There are pictures of the people in my family where we look like the most awkward and desperate folk you ever saw, poster children for the human condition. But I like that, when who we are shows. Everything is usually so masked or perfumed or disguised in the world, and it's so touching when you get to see something real and human.”
                                       Anne Lamott (Traveling Mercies)

When I was going through my mother's house after she died, clearing out eighty-four years worth of material leavings, I found boxes, manilla envelopes, and even one typewriter case full of photographs. Like me, she never quite got around to putting photos in books. Knowing her as I do, since I run into her inside myself daily, she didn't want to spend the money. Meanwhile they accumulated.

With the exception of my sister, Jerrie, and cousins, Sandy and Ann, the 'pretty people', no one was very photogenic. In fact we were a motley crew; squinting into the sun, lined up like people about to be executed by a firing squad. There were no great photographers in the family so most all of them are grainy snapshots of wild-haired folk with red-spot eyes. In every one from four years old until today, I am looking away from the camera—sometimes physically turned away. (I hate having my picture taken.) So I appear to be the strangely disconnected, possibly not-all-there, weird to the maximum, member of an otherwise ordinary family. You can tell a lot by looking at family photos.
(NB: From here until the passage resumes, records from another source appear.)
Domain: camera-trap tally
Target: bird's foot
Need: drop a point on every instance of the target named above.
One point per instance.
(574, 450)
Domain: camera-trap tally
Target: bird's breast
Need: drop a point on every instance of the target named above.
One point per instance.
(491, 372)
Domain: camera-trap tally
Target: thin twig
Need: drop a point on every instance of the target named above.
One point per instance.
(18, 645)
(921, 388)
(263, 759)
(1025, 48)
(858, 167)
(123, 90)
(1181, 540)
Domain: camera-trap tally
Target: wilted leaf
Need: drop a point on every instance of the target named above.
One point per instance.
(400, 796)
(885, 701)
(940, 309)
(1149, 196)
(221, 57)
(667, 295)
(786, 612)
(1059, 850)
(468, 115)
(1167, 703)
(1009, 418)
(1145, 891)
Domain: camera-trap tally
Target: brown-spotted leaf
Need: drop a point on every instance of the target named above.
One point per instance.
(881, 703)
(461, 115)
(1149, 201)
Like all families, when we were together, we didn't go out of our way to 'fix-up', as we say in the South. When people have seen you at your worst, hugging the throne, or bawling your eyes out, there's not much reason to try to put on a mask of make-up. You can let your hair down and be yourself. Anne Lamott says that's why “most of us stay close to our families, no matter how neurotic the members, how deeply annoying or dull”. Most of us groan at the mention of a family reunion, but we go anyway, because these are the people who know us, who know our history, the good, bad, and ugly, and accept us (more or less) as we are.

One of my favorite photos is of my mother and Katie, my niece, at Katie's wedding. Katie is smiling like a true bride, and Mother, beautiful in her pink suit, oxygen tubes and all, looks satisfied, almost triumphant. She got to see her granddaughter married before she died—six weeks later.

If you have time today, peruse the family photos. You might learn something new about the folks who know you best.